07 August 2008

AFLAC - I am so sorry.

I have come to terms with my actions and now feel the ability to communicate my transgressions and ask for your compassion and understanding at this difficult time.
I ate the duck.
Sunday noon, our landlord picked us up for a traditional Chinese lunch. I am sure the landlord has a name but everyone just calls him Landlord, like the Godfather. Landlord’s friend is the manager of a very nice restaurant in the center of town and he was our host for the afternoon. Joining us was Maria, our property manager, she has been a great help to Bill and also speaks English.
You also need to be aware that I was a little hung-over from the Welcome to China Party we had attend the night prior with several of Bill’s local friends.
They escort us through the main restaurant into a private room for our meal. It is gorgeous with formal settings and lovely Chinese china. They even gave us forks and spoons; this is a big deal here. There is a large glass turn table in the middle of the table with several bowls and plates full of food.

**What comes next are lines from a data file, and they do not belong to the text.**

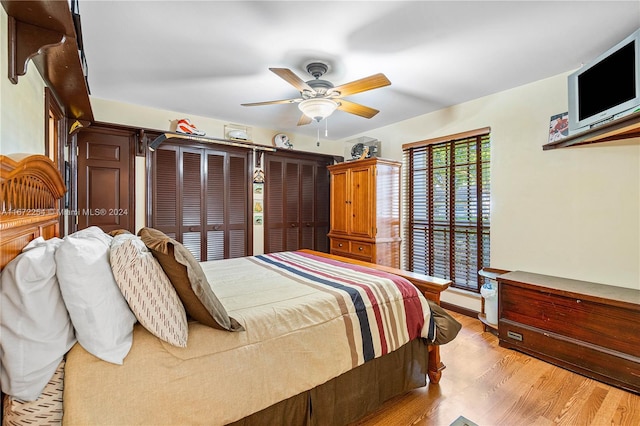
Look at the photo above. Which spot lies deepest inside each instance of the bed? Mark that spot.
(296, 337)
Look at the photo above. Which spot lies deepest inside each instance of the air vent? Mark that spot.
(355, 148)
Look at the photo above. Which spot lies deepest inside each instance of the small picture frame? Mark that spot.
(236, 132)
(558, 127)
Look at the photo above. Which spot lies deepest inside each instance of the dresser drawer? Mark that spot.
(359, 248)
(338, 245)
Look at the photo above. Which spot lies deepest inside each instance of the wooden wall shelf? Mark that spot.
(44, 32)
(622, 128)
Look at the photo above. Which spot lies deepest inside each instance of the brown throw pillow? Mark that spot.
(117, 232)
(187, 276)
(447, 327)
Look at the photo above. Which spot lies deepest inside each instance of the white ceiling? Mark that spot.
(207, 57)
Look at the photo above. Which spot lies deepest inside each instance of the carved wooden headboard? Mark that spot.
(30, 187)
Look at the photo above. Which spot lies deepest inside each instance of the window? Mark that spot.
(447, 201)
(54, 130)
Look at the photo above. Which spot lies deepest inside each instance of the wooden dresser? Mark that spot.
(365, 211)
(592, 329)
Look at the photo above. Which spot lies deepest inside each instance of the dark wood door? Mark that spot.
(296, 203)
(201, 198)
(105, 176)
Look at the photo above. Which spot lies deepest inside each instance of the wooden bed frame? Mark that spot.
(31, 188)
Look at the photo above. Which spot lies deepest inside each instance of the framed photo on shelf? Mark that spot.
(558, 127)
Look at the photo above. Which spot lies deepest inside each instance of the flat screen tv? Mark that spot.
(607, 87)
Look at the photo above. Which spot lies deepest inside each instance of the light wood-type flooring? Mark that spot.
(490, 385)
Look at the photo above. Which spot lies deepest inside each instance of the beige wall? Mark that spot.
(572, 212)
(158, 119)
(22, 118)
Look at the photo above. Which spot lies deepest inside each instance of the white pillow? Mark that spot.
(147, 289)
(99, 312)
(35, 328)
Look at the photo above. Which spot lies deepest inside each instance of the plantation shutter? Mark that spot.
(447, 201)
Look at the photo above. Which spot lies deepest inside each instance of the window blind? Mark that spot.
(447, 208)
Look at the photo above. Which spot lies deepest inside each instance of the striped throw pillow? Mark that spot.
(148, 291)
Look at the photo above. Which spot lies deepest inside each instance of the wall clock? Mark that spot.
(282, 141)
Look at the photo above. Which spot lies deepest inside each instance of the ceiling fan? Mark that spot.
(320, 98)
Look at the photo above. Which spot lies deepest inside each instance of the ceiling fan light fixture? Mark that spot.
(318, 108)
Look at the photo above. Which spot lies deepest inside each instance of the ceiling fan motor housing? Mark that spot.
(317, 69)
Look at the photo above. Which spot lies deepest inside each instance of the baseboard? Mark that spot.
(459, 309)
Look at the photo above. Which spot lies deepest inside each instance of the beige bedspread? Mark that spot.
(299, 332)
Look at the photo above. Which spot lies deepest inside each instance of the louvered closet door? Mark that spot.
(322, 207)
(236, 206)
(293, 204)
(165, 184)
(200, 198)
(192, 206)
(274, 218)
(296, 204)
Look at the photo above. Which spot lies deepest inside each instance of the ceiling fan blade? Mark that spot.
(357, 109)
(304, 120)
(283, 101)
(287, 75)
(368, 83)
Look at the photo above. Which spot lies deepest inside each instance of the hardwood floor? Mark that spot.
(490, 385)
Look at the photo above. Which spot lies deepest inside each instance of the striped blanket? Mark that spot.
(307, 319)
(390, 311)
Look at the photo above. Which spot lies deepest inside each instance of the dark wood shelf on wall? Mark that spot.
(44, 32)
(622, 128)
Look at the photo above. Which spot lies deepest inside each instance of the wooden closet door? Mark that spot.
(296, 204)
(200, 198)
(322, 208)
(166, 182)
(361, 202)
(192, 208)
(238, 218)
(274, 217)
(106, 187)
(340, 202)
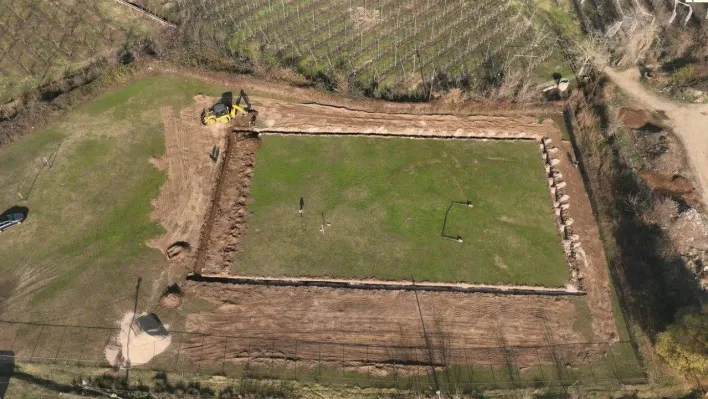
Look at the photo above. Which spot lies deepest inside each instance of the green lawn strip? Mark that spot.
(89, 215)
(386, 201)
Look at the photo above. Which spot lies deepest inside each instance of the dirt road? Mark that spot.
(689, 121)
(265, 322)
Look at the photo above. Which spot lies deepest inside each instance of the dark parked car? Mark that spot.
(10, 220)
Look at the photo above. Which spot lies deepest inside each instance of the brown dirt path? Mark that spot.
(375, 319)
(592, 260)
(688, 121)
(184, 198)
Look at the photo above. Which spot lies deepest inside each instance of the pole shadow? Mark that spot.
(456, 237)
(7, 370)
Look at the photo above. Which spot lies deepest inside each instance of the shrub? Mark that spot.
(684, 344)
(683, 76)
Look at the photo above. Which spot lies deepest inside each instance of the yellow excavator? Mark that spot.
(225, 110)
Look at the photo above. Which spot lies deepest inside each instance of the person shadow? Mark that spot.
(15, 209)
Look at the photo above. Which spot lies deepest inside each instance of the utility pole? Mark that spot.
(130, 327)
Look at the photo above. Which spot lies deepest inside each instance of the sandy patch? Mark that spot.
(134, 346)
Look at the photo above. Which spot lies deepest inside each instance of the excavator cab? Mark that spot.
(224, 111)
(220, 109)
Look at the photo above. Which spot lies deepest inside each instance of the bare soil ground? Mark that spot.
(687, 121)
(593, 263)
(227, 221)
(184, 199)
(382, 321)
(386, 318)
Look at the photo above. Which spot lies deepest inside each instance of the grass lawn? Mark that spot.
(77, 257)
(384, 203)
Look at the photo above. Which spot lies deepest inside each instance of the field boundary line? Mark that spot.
(385, 285)
(205, 233)
(419, 136)
(146, 12)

I recognize, fruits, veggies, small cuts of meat like pâtés. I ask Maria what is what for Derek is a little pale looking. We all are making small talk…what do you think of Nanjing? How is the apartment? What would you like do for entertainment? As we talk the staff is bringing in more food. Egg soup, Fishhead soup, and glazed shrimp. Whoa, shrimp…Bill is deathly allergic. Maria explains to the landlord that Bill cannot have any seafood like shrimp, crab, and lobster. Derek is still a little pale. He is eating a lot of fruit at this point.
I was raised to try everything once. If you don’t like it at least you tried. I am going to stick to this policy. I sample the first dozen dishes. To reward my braveness I follow each sampling with a bite of fruit. I can do this, I can do this, the mantra in my head. Yet, after the Fishhead Soup, I am really questioning my ability to continue.
Landlord asked what Derek and Bill would like to order that would be more to their taste. The staff made a pork pepper steak and some fried pork patties that were very eatable. The meal continues. Out comes a plate of meat that resembles cashew chicken. YES. I can do that. I am thinking that we are going to get through this meal without causing a major rift in China/American relations. It was a nice thought, wasn't it.
I take a small amount and place it on my beautiful blue and white plate. I use my chopstick because I am a well rounded American that can learn new things. I pick up a bite and make it to my mouth without flinging it across the room (Yeah, me!) and I chew. Chew. Chew. Chew. Oh, god it isn’t going away. What is the bone? Gristle? Oh, my god is it growing. I look to Bill - HELP. Gag. Chew.
As I am dealing with this substance in my mouth, Maria announces that I am eating DUCK TONGUE. A favorite treat for the Chinese - OMG! In my head I am screaming – AFLAC!!!! Not favored. Not. Favored. The chewy bits are actually cartilage from the beak. Not. Favored.
I ended up spitting the vile food out into a napkin and then putting that napkin under the table without anyone being the wiser. I hope.
Lunch continues and there are a numerous other unrecognized plates. Bill is enjoying the spicy stuff. He has beads of sweat over his brow. Derek and I are sticking to the various fruit plates and nibbling on the fried pork. The meal is completed with a bowl of porridge. Yes, like Tale of Two Cities or Charles Dickenson. "Please, Sir, Can I have more?" Yeah, that kid was starving...truely. We are talking about a bland bowl of rice based goo with some floating bits. Swirl it around, pretend to nibble. Yum....done. It wasn't an Oscar award performance...but definately qualified for Golden Globe. Get it Globe - China - Earth. Man, I need a hobby.
Landlord drives us back to the apartment and we thank him repeatedly for his generosity and his kindness. It was a very nice gesture to our family. Thank you. Thank you. Thank you.
I finally get up to the apartment and spent several hours in my bedroom trying to figure out if I was going to be sick or not. Look at me big bad adventurer going to puke my guts out.

I assure you that I will never, never ever eat the duck tongue again.

1 comment:

ZORRO said...

...it could have been worse, don't you think??? I have a dozen other things in my mind, which they eat, and which I would absolutely faint just to see them in front of my mouth... So cheer up!! "Quack"... you'll be fine... "Quack", ha!!!